Like it’s sister neighborhood, most Italian families have left the Village for the boroughs (either by chose or they’ve been priced out of the costly area). But remnants of the old neighborhood remain at St. Anthony of Padua (the nation’s oldest Italian parish), Our Lady of Pompeii (founded to serve Italian immigrants, where mass is still said in Italian) and Perazzo Funeral Home.
There’s plenty of great Italian food in the Village.
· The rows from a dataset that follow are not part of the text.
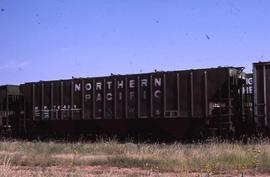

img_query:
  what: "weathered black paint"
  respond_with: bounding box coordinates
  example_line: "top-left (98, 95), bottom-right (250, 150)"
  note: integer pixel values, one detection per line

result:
top-left (17, 67), bottom-right (245, 138)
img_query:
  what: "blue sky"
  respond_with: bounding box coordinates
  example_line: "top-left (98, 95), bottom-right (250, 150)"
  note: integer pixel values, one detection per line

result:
top-left (0, 0), bottom-right (270, 85)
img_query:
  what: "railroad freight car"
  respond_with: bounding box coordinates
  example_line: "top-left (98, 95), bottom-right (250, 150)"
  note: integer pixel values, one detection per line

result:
top-left (253, 62), bottom-right (270, 135)
top-left (20, 67), bottom-right (246, 139)
top-left (0, 85), bottom-right (23, 136)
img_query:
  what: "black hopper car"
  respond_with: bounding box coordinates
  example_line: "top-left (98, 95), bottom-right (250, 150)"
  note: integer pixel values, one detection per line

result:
top-left (0, 62), bottom-right (270, 139)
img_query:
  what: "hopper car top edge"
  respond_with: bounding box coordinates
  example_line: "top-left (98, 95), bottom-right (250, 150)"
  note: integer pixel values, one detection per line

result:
top-left (22, 66), bottom-right (246, 85)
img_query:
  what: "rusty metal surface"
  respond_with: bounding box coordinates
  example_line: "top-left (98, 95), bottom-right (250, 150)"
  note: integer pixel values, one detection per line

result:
top-left (253, 62), bottom-right (270, 127)
top-left (21, 67), bottom-right (244, 136)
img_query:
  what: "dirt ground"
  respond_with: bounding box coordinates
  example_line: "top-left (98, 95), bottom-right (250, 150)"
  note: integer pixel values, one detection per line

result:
top-left (0, 166), bottom-right (270, 177)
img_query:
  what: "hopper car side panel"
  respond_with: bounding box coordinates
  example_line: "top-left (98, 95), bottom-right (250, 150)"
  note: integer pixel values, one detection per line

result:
top-left (21, 68), bottom-right (246, 137)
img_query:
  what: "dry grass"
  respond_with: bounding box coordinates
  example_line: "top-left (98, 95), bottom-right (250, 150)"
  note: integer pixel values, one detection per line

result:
top-left (0, 140), bottom-right (270, 176)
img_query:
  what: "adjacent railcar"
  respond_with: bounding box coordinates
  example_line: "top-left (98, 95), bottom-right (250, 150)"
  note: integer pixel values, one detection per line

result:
top-left (253, 62), bottom-right (270, 132)
top-left (0, 85), bottom-right (23, 136)
top-left (20, 67), bottom-right (245, 139)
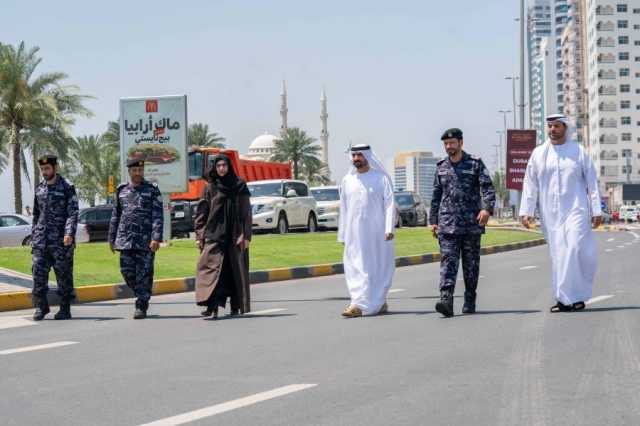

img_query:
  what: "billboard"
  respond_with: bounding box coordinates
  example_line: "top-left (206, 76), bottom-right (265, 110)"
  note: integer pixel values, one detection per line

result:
top-left (506, 129), bottom-right (536, 191)
top-left (120, 95), bottom-right (188, 194)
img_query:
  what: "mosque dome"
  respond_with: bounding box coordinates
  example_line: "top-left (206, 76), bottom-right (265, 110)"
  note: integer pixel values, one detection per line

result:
top-left (248, 133), bottom-right (278, 159)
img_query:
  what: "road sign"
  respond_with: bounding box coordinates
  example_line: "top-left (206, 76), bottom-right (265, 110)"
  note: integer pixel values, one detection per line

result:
top-left (506, 129), bottom-right (536, 191)
top-left (120, 95), bottom-right (187, 194)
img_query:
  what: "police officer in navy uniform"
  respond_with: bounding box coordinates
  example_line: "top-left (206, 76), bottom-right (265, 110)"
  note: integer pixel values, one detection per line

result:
top-left (31, 155), bottom-right (78, 321)
top-left (429, 128), bottom-right (496, 317)
top-left (109, 160), bottom-right (163, 319)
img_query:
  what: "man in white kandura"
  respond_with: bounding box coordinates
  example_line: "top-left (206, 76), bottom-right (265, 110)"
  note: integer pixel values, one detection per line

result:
top-left (520, 114), bottom-right (602, 312)
top-left (338, 145), bottom-right (395, 318)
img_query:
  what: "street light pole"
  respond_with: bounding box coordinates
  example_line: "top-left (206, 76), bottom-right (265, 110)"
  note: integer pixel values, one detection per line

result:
top-left (496, 130), bottom-right (505, 174)
top-left (519, 0), bottom-right (525, 129)
top-left (504, 76), bottom-right (522, 129)
top-left (498, 109), bottom-right (511, 135)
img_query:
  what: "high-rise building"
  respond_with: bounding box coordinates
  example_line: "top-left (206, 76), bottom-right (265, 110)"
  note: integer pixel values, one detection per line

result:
top-left (586, 0), bottom-right (640, 197)
top-left (538, 37), bottom-right (559, 117)
top-left (561, 0), bottom-right (588, 144)
top-left (393, 151), bottom-right (440, 204)
top-left (547, 0), bottom-right (569, 114)
top-left (527, 0), bottom-right (551, 140)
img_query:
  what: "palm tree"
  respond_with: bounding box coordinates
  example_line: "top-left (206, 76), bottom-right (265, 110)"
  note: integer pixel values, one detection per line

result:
top-left (302, 156), bottom-right (331, 186)
top-left (63, 135), bottom-right (120, 206)
top-left (271, 127), bottom-right (320, 179)
top-left (0, 128), bottom-right (9, 173)
top-left (0, 42), bottom-right (91, 212)
top-left (188, 123), bottom-right (225, 148)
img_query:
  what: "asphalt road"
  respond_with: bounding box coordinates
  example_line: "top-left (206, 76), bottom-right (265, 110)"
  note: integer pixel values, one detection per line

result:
top-left (0, 232), bottom-right (640, 426)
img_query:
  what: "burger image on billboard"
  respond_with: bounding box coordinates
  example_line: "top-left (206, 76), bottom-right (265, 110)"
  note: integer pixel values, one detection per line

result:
top-left (127, 143), bottom-right (180, 164)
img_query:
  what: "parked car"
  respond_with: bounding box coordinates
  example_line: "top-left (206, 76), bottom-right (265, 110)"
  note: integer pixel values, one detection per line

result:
top-left (247, 179), bottom-right (318, 234)
top-left (620, 206), bottom-right (640, 222)
top-left (394, 191), bottom-right (429, 226)
top-left (78, 204), bottom-right (113, 241)
top-left (0, 213), bottom-right (89, 247)
top-left (311, 186), bottom-right (340, 229)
Though most Italian restaurants are too new to be considered “old neighborhood joints,” Villa Mosconi and Arturo’s are favorites of the few remaining Italians.
but there are still enduring classics like Faicco’s Pork Store, Raffetto’s, John’s of Bleecker Street (coal-oven pizza), Pasticceria Rocco, Café Dante, and famed Café Reggio (with its 1902 espresso machine – NYC’s first).
For some non-edible Italian culture, the Scuola Italiana del Greenwich Village provides instruction in Italian language and presents a roster of events focused on Italian culture and history.
Arthur Avenue
Many claim Arthur Avenue in the Belmont area of the Bronx is NYC’s “real Little Italy.” The commercial center of this Italian neighborhood is Arthur Avenue, which is lined with restaurants and shops offering excellent Italian dining, foods, house wares and gifts.
Italian Harlem
A section of East Harlem that was home to an enormous community of immigrants from Southern Italy in the late 19th & 20th centuries. (In fact, it was the first NYC neighborhood to be labeled “Little Italy.”) At its peak, there were over 100,000 Italians crowded into the tenements and streets that were organized by village of origin. Italians began leaving East Harlem in the 1950s and the area became “Spanish Harlem” as newcomers from Latin America moved into the neighborhood.
Little remains of Italian Harlem. The restaurants Rao’s and Patsy’s Pizzeria are still renowned and popular, and there’s Claudio’s Barbershop (recently saved from eviction by popular demand). Lastly, there’s the community’s spiritual home, Our Lady of Mount Carmel, which now performs services in English and Spanish.
However, one weekend each summer Italian Harlem comes back to life when residents of the old neighborhood return for the Giglio di Sant Antonio. The culmination of the three-day festival is the Dancing of the Giglio, an 80 ft. tower that is carried through the streets in honor of the saint.